Actual | Previous | Revised | |
---|---|---|---|
IPPI - M/M | 0.1% | -0.8% | -0.6% |
IPPI - Y/Y | -1.8% | 1.4% | 1.6% |
Raw Materials Price Index - M/M | -1.7% | -0.4% | -0.3% |
Raw Materials Price Index - Y/Y | -16.5% | -5.2% | -5.0% |
Highlights
Prices increased in 15 of 21 categories on the month. Against the backdrop of price hikes from several North American steel mills in March and early April, primary ferrous metal product prices rose 4.3 percent on the month. Among other notable price gains were motorized and recreational vehicles (0.6 percent), and meat, fish and dairy products (1.1 percent). On the downside, energy and petroleum fell 2.7 percent on the month and 13.4 percent year-over-year. Prices for softwood lumber dropped 8.1 percent amid high interest rates and a weakening housing market both in Canada and the US. Softwood lumber prices plunged 59.4 percent year-over-year.
The raw materials price index (RMPI) decreased a further 1.7 percent in March after declining 0.3 percent in January, for a 12-month drop of 16.5 percent after a 5.0 percent decline the previous month. Four of six categories recorded lower prices, including a 3.3 percent contraction in crude energy, which fell 26.3 percent from a year earlier. The RMPI excluding crude energy products was down 0.6 percent on the month and 8.8 percent year-over-year.
At the retail level, inflation pressures also eased on a year-over-year basis in March, with the CPI rising 4.3 percent, down from 5.2 percent in February, the lowest 12-month rate since August 2021.
These two inflation reports should encourage the Bank of Canada to stay on pause to continue to assess the impact of its previous rate hikes.
Definition
Description
The IPPI and RMPI measure prices at the producer level before they are passed along to consumers. Since these indexes measure prices of consumer goods and capital equipment, a portion of the inflation at the producer level gets passed through to the consumer price index (CPI). By tracking price pressures in the pipeline, investors can anticipate inflationary consequences in coming months.
While the CPI is the price index with the most impact in setting interest rates, the PPI provides significant information earlier in the production process. As a starting point, interest rates have an"inflation premium" and components for risk factors. A lender will want the money paid back from a loan to at least have the same purchasing power as when loaned.
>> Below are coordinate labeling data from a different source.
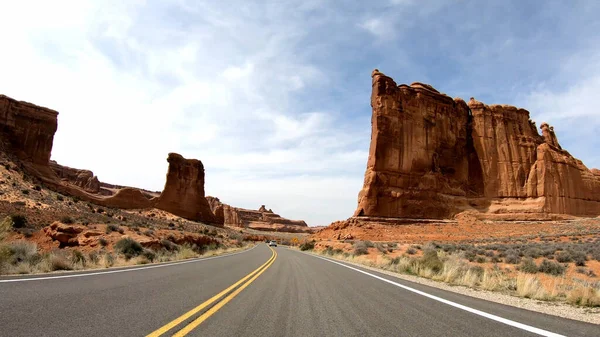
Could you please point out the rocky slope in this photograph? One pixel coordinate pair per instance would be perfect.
(28, 132)
(432, 156)
(262, 219)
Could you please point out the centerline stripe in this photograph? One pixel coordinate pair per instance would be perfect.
(160, 331)
(219, 305)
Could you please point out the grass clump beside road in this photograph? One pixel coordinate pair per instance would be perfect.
(544, 280)
(24, 257)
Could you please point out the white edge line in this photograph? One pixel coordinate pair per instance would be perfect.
(125, 269)
(454, 304)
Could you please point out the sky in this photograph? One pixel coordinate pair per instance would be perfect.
(274, 96)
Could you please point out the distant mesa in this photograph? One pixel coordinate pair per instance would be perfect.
(432, 156)
(263, 219)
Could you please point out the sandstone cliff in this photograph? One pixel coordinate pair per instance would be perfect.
(261, 219)
(28, 130)
(432, 156)
(184, 190)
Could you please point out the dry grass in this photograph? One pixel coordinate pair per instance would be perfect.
(455, 269)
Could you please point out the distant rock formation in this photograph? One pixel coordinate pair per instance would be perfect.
(432, 156)
(28, 130)
(262, 219)
(82, 178)
(184, 190)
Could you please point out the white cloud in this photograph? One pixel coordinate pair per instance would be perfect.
(133, 82)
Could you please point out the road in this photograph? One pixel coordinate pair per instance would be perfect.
(276, 292)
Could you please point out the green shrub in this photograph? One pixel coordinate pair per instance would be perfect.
(361, 248)
(551, 267)
(149, 254)
(129, 247)
(59, 262)
(77, 257)
(564, 257)
(431, 260)
(18, 221)
(528, 266)
(67, 220)
(308, 245)
(111, 228)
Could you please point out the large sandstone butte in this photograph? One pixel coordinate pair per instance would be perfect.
(27, 131)
(184, 190)
(432, 156)
(261, 219)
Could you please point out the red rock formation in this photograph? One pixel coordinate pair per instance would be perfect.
(183, 194)
(432, 156)
(28, 128)
(82, 178)
(262, 219)
(29, 131)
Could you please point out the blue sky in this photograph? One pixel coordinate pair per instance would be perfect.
(273, 96)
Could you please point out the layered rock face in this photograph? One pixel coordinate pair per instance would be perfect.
(184, 190)
(82, 178)
(29, 132)
(261, 219)
(28, 128)
(432, 156)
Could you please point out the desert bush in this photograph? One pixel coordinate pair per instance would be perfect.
(381, 248)
(563, 257)
(512, 257)
(129, 247)
(579, 258)
(361, 248)
(528, 266)
(533, 252)
(18, 220)
(149, 254)
(66, 220)
(551, 267)
(584, 296)
(112, 228)
(308, 245)
(77, 257)
(431, 260)
(58, 262)
(93, 257)
(169, 245)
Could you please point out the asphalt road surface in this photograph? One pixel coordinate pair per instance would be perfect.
(260, 292)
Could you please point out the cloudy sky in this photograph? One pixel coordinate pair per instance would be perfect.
(273, 97)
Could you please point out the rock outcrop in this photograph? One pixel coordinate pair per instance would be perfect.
(261, 219)
(82, 178)
(28, 131)
(184, 190)
(28, 128)
(432, 156)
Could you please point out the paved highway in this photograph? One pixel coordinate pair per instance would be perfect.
(260, 292)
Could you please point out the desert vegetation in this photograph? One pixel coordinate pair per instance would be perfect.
(561, 271)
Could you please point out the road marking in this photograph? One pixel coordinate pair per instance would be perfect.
(213, 299)
(454, 304)
(219, 305)
(124, 270)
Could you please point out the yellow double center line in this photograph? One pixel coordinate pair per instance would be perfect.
(248, 279)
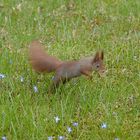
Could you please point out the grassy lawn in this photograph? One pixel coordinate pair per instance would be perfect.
(101, 109)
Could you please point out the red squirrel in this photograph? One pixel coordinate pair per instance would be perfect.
(41, 61)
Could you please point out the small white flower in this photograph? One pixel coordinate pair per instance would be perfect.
(21, 79)
(4, 138)
(2, 76)
(61, 138)
(75, 124)
(57, 119)
(35, 89)
(103, 125)
(50, 138)
(69, 129)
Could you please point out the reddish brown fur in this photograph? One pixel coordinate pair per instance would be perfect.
(64, 71)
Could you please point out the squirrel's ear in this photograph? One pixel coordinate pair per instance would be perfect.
(102, 55)
(96, 57)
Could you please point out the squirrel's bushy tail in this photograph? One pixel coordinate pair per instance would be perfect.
(40, 60)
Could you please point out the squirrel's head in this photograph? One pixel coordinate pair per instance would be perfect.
(97, 63)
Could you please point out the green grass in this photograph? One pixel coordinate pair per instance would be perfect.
(70, 30)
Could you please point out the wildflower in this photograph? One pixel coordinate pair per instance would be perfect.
(4, 138)
(69, 129)
(10, 61)
(61, 138)
(35, 89)
(2, 76)
(75, 124)
(103, 125)
(57, 119)
(50, 138)
(52, 77)
(21, 79)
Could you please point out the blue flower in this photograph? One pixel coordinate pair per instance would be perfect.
(2, 76)
(103, 125)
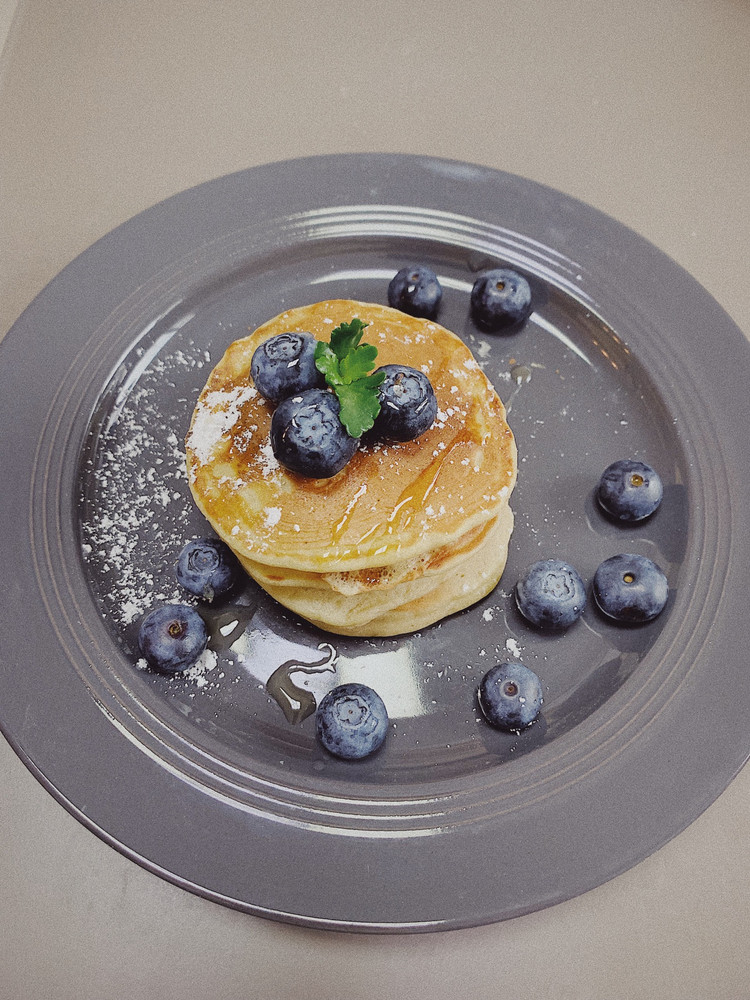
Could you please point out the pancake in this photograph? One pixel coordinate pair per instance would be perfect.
(397, 514)
(409, 606)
The interest rate at a minimum equals the inflation rate to maintain purchasing power and this generally is based on the CPI. Changes in inflation lead to changes in interest rates and, in turn, in equity prices.
The PPI is considered a precursor of both consumer price inflation and profits. If the prices paid to manufacturers increase, businesses are faced with either charging higher prices or they taking a cut in profits. The ability to pass along price increases depends on the strength and competitiveness of the marketplace.